Chronic disease, healthcare use, financial protection and disability in Sri Lanka

The Institute for Health Policy is undertaking a nationally representative survey (n=10,000) of adults aged >20 years, covering all 25 districts in Sri Lanka. The survey will collect data on current medications, past history of CVD, smoking, alcohol, diet and exercise; physical measurements including weight, height and blood pressure; and biochemical measurements including fasting blood sugar, oral glucose tolerance test, urine test and a lipid profile. Survey instruments will be used to assess depression and chronic pain. Modules will also assess socioeconomic status (SES), healthcare utilization (HCU), work productivity, knowledge of a diagnosis of NCD, health literacy and barriers to seeking assessment and treatment for NCD. A tracking system will be established, allowing brief yearly follow-up of each individual to identify reasons for any hospitalizations and deaths in the preceding year. At the end of 2019-beginning of 2020, the sample will be resurveyed to collect data on health outcomes and healthcare use, and work and socioeconomic status. Clinical and laboratory tests will be made to assess CVD risk only at this point.

Two intervention studies will be undertaken. The first will evaluate the impact of expanding CVD treatment coverage by extending primary prevention to the middle risk population who are below the risk threshold currently used by the Ministry of Health (MOH) to define treatment eligibility. All survey respondents who qualify for treatment under the current MOH guidelines (CVD risk >30% as assessed using MOH-WHO risk charts) will be referred to an MOH clinic for treatment. Those with a CVD risk of 15%–30% as assessed using the Framingham risk tool or equivalent (estimated at 23% of sample over 40 years old – 2,100 people) will be randomized into intervention and control groups. The intervention group will be referred for treatment at MOH clinics, with an official MOH letter asking the doctor consulted to commence treatment. The control group will receive no referral. The impact of treating at a lower threshold on health outcomes, healthcare use, OOP expenditure, socioeconomic status, and work patterns will be assessed in the yearly follow-ups and the Year 2019-2020 resurvey.

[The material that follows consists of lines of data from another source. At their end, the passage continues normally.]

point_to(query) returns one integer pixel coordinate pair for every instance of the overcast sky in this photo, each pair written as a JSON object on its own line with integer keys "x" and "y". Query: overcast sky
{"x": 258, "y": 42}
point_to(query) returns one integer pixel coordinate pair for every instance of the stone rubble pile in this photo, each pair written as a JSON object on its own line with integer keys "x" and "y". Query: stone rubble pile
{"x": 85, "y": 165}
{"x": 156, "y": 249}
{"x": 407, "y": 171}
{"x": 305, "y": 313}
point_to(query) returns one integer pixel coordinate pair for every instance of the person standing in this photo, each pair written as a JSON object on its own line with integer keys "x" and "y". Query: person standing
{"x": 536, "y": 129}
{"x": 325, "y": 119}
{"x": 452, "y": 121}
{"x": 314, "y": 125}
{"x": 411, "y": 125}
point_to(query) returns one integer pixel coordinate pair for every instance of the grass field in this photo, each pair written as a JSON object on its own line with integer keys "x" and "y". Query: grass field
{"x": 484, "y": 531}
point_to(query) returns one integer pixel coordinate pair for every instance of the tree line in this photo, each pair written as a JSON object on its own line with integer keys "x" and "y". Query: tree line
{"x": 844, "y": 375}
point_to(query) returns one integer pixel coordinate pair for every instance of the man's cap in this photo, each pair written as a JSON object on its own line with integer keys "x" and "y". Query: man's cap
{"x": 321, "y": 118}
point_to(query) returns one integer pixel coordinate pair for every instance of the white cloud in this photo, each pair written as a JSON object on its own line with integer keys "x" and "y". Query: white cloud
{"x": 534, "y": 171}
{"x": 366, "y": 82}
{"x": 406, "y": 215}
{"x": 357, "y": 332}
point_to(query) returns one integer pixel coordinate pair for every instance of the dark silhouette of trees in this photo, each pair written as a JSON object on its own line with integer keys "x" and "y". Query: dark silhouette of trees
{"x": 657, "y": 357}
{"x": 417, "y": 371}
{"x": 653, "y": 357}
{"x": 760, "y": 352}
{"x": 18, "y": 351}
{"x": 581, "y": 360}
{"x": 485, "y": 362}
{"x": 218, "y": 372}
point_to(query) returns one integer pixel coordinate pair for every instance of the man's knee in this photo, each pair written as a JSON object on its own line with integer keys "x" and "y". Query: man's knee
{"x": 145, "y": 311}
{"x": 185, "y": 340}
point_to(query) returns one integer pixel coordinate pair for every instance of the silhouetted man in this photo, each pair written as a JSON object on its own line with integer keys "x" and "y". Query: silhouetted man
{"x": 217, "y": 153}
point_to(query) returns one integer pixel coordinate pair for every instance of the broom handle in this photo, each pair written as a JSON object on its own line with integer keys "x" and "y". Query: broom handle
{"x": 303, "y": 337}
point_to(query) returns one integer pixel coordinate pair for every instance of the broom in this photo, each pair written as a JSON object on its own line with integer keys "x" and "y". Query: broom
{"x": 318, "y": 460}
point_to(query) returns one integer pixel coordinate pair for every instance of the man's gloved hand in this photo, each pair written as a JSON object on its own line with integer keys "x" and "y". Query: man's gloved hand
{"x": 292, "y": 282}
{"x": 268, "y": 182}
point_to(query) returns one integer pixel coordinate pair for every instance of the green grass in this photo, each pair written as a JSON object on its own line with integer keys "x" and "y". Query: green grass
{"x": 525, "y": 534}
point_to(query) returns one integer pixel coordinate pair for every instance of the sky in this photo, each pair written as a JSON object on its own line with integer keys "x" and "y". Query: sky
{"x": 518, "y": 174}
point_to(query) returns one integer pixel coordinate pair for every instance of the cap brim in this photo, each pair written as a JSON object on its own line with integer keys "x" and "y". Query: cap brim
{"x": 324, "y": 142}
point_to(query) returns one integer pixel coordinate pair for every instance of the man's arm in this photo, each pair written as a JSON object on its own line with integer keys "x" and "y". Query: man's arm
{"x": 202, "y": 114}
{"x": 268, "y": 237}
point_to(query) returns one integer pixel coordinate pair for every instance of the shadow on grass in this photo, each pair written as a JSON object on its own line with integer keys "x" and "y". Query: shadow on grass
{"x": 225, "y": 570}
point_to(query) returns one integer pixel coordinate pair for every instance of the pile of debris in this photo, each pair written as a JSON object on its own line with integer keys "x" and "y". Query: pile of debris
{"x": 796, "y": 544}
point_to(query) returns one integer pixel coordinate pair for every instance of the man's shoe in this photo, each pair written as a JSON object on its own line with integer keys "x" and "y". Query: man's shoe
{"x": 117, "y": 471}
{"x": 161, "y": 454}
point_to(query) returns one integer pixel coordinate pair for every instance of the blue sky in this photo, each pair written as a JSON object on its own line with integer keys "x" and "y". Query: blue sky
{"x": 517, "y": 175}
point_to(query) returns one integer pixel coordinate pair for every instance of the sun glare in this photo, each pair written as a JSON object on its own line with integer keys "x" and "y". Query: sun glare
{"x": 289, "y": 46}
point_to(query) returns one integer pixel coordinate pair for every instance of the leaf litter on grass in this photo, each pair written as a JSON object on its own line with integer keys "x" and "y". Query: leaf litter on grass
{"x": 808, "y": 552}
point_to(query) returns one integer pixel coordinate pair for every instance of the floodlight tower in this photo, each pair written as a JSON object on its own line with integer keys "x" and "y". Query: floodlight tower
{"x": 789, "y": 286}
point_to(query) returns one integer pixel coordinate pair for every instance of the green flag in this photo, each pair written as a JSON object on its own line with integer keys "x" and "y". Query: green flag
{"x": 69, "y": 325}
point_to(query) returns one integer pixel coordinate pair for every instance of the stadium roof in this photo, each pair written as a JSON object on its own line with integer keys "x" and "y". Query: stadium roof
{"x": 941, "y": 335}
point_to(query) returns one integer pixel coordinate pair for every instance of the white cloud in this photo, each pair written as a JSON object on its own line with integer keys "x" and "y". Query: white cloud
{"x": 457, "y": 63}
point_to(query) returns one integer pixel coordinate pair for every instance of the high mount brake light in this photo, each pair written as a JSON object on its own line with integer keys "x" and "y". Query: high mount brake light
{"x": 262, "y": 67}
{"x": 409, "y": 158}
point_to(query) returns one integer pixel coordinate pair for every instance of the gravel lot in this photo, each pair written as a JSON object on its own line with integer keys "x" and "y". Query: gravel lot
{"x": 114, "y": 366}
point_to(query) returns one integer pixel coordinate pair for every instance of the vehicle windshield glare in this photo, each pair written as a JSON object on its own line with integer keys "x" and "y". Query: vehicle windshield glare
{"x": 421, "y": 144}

A second intervention will aim to increase attendance at treatment clinics after individuals are identified as high risk of CVD at screening clinics. A sample of ten pairs of screening clinics, each of which feeds into one treatment clinic will be randomly selected, and from this, one screening clinic will be randomized to the control group and the other to the intervention group. Both groups of screening clinics will be provided with a computer to record patient details, including contact details and a mobile phone number. A feedback system will be established between the screening and treatment clinics to allow tracking of attendance at the treatment clinic. People in the intervention clinics that are referred for treatment will receive a comprehensive package (including a booked appointment, SMS reminders of their appointment and rebooking of an appointment on no-show) designed to increase subsequent attendance at the treatment clinic. The impact on attendance at treatment clinics within 3 months of initial referral will be compared between the intervention and control group.